Lisa Jackson, Apple’s vice president of environment, policy and social initiatives

At the climate conference, Apple’s chief environmental officer Lisa Jackson said the company believes in regulation and that sustainable design requires direct collaboration with communities.

As vice president of environment, policy and social initiatives, Jackson is one of several Apple executives tipped to succeed Tim Cook. During Climate Week in New York, she talked to business leaders from all industries and by Inc. magazine, advised them all to work with their communities.

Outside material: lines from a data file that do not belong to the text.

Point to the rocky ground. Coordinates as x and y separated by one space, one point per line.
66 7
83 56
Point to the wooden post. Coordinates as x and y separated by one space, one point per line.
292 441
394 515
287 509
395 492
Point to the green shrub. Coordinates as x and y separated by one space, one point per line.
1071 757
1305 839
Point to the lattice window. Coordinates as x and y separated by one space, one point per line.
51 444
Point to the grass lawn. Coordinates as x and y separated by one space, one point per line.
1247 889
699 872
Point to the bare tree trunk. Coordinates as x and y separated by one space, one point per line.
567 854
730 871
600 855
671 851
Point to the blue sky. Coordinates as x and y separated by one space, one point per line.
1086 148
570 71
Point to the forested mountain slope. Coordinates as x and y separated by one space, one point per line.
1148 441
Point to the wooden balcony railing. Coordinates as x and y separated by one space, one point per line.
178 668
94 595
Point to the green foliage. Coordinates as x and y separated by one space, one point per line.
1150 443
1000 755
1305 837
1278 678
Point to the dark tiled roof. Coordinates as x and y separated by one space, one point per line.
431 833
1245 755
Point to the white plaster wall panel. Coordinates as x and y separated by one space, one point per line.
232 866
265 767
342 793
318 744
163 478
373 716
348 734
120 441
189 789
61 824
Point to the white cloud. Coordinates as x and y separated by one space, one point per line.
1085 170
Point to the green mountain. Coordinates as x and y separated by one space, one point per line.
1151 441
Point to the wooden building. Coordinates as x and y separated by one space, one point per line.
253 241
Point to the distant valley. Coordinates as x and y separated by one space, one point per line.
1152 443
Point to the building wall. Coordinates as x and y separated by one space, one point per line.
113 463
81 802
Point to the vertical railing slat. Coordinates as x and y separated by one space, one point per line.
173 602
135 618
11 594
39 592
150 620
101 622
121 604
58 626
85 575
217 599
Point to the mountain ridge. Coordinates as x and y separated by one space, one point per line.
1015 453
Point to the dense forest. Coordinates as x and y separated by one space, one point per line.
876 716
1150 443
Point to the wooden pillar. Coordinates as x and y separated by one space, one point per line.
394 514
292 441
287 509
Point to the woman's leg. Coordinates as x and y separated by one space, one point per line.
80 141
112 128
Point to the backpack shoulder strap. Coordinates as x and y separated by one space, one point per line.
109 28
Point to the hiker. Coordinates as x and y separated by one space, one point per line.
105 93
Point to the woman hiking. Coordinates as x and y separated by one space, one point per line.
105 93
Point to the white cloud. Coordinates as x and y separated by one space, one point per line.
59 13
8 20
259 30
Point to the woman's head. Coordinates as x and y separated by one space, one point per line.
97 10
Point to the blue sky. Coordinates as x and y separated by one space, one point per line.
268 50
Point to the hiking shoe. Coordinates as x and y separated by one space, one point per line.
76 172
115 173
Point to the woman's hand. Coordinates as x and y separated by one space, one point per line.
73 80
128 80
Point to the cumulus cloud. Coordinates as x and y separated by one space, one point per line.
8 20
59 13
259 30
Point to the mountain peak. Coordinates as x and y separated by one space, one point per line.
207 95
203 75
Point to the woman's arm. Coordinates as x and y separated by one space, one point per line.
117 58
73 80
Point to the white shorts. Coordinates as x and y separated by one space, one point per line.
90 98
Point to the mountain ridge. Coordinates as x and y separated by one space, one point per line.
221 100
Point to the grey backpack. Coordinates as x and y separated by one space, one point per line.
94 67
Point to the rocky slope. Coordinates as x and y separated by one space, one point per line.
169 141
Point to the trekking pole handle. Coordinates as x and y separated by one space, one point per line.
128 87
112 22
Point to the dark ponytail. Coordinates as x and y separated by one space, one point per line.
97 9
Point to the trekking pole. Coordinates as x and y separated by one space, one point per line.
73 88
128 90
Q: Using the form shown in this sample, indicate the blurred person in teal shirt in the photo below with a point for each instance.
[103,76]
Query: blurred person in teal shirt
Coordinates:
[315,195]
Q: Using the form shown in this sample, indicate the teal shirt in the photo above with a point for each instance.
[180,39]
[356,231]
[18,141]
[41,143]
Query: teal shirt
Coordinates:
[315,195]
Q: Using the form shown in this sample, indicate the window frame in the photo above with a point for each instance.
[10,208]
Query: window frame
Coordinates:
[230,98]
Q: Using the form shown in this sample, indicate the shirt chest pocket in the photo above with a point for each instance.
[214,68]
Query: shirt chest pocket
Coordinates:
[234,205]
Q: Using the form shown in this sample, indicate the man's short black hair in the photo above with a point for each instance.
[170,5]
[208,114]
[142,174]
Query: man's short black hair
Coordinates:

“If you design a response in a vacuum, away from the community it affects and away from the people who have to live with it and use it, it won’t be a solution,” she said. In reference to Silicon Valley, she added that “we are very smart (there), but the communities also know what they need.”

Jackson also said regulation on environmental issues is both welcome and necessary. She said this would level the playing field for all businesses.

“For companies that are trying to do more, to do things that they’re not required to do by law,” Jackson said, “they shouldn’t be at a disadvantage because another company isn’t doing even the bare minimum.”

“I believe deeply in the role of regulation (and) in the idea that equality, justice, health depends on someone enforcing extremely important regulations on air, water and land, pesticides, toxic substances and all the things that (the so-called Environmental Protection Agency) ) is obliged to perform in accordance with the law,” she added.

When asked about career advice for people who want to follow her example in working for the environment and sustainable development, she simply replied: “Do science.”

“But I also say that you don’t have to be someone ‘organic’. I was a chemical engineer,” she added, recalling Tim Cook saying during her interview that he liked that she was an engineer.

Jackson said that to be able to change people’s minds, you have to be able to think like them and understand complex topics.

Lisa Jackson doesn’t do many interviews, but in a separate one from 2023, she also touched on how Apple views “education is the ladder, the path to equality” in her role in the company’s Racial Equality and Justice Initiative.